A question of ethics.  Disregard for victims.

It is questionable whether a prosecutor may ethically discharge his duties to victims’ rights and to handle cases on a case-by-case basis by pre-judging recommendations of bail decisions, as an officer of the court tasked with requesting “sufficient sureties” under Minnesota’s constitution, based solely on the charge for which there is no evidence supporting or scientific basis to do so.  Prosecutors are tasked with seeking justice in individual cases, and to say that a person who is charged with 100 counts of insurance fraud against elderly persons or stealing 50 cars, who is indeed a flight risk and danger to the community should always get out without any sureties illustrates this point.  Prosecutors cannot do justice until the facts come before them and they have a duty to seek input from the victims of such crimes.  To pre-judge cases, arbitrarily deny all input from victims before they even become victims, is a policy antithetical to the charge of seeking justice in every case.

Will Judges abandon their role?

It will be interesting to see if Judges abandon their role as anticipated by the constitution and instead go along with this complete nonsense.  Judges have discretion to set bails in Minnesota and are themselves charged with setting sufficient sureties as bail in all matters.  For them to rely on a policy that lacks a rational basis, that discriminates against defendants in a fashion that is unconstitutional, that does not consider the statutory factors enacted by the legislature for the setting of bail, and which is not a case-by-case decision seems like something they are not going to do.  Case in point – San Francisco, where the District Attorney has announced that he is never going to ask for sufficient sureties, yet judges are indeed ignoring him in favor of following the law.

We certainly hope that Minnesota judges realize that this unconstitutional move by an officer of the court is antithetical to the Minnesota Constitution and inconsistent with the duty of prosecutors and judges to discharge their duties in individual cases in accordance with the law.

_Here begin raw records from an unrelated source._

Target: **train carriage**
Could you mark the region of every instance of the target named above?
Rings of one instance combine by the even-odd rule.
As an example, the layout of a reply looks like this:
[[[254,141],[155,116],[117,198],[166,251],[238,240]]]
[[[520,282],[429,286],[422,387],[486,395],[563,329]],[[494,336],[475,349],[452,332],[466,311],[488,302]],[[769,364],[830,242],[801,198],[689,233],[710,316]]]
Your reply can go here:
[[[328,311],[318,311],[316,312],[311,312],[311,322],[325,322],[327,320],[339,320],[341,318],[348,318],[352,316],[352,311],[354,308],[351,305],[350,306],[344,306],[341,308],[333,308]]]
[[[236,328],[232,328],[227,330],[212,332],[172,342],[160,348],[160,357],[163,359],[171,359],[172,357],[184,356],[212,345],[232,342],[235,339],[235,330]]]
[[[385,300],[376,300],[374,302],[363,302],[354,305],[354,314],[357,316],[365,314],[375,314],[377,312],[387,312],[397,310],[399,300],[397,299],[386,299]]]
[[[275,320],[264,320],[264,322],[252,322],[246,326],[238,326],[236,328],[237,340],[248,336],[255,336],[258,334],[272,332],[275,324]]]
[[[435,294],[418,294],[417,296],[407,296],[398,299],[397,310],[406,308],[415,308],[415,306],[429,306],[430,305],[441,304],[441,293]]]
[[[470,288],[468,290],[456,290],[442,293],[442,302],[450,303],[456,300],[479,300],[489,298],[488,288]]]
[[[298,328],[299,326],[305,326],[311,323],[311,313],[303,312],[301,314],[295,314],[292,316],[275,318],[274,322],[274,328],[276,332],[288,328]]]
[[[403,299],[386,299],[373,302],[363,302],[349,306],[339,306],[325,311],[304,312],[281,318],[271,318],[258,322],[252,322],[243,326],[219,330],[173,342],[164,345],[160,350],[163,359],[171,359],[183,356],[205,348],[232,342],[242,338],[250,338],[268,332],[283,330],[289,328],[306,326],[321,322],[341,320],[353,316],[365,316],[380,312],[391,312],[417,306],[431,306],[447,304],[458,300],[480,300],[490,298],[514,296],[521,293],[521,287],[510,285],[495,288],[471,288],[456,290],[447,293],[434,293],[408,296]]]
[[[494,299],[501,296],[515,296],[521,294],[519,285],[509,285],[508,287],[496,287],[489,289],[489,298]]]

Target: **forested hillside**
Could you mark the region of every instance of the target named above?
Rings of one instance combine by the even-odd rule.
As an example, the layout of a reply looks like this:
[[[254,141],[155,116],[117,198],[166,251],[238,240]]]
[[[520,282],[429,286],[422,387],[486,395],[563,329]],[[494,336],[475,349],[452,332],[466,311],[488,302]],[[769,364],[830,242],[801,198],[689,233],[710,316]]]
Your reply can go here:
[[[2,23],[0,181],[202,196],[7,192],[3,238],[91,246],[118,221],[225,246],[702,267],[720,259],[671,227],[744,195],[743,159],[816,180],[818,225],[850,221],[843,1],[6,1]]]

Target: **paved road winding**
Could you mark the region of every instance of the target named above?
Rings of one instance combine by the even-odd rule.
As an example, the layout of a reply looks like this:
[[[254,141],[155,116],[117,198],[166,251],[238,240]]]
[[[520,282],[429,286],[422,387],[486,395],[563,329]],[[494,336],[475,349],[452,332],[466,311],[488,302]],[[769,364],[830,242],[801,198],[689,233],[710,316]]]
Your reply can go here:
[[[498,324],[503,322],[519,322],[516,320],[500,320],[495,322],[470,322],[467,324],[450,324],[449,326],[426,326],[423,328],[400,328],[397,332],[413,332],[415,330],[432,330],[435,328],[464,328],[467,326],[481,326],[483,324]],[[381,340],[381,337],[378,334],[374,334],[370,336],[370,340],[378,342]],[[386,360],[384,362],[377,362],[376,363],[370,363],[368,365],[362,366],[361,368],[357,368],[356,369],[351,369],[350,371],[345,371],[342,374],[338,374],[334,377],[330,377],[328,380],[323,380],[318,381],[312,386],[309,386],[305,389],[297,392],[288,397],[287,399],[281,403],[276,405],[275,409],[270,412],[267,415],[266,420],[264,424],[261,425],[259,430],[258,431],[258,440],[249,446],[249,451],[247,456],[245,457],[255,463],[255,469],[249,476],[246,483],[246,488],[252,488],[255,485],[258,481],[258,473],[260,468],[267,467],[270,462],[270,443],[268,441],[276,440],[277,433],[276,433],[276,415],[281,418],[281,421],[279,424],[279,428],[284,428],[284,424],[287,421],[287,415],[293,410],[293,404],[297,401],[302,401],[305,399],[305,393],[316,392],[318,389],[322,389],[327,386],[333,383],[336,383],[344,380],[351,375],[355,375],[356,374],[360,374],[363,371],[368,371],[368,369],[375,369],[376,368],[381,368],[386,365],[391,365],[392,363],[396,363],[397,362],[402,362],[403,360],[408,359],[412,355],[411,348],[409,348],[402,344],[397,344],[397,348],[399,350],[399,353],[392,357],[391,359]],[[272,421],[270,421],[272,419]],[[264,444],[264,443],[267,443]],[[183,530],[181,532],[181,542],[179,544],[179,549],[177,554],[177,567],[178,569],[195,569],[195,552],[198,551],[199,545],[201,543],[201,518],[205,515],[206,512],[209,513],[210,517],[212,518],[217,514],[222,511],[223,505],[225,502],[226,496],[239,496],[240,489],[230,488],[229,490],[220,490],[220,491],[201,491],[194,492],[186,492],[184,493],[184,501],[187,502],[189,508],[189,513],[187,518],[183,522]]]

As crime continues to spiral out of control in the Twin Cities, these kind of reckless policies will add fuel to an already raging inferno.  As one news outlet recently reported: “Violent crime has surged to record highs across Minneapolis this year, rising in more prosperous neighborhoods that typically experience few such incidents while continuing to exact the heaviest toll in the city’s poor, ethnically diverse areas.”  More free passes and a new revolving door will only add to an already alarming issue of destabilization and lack of criminal accountability.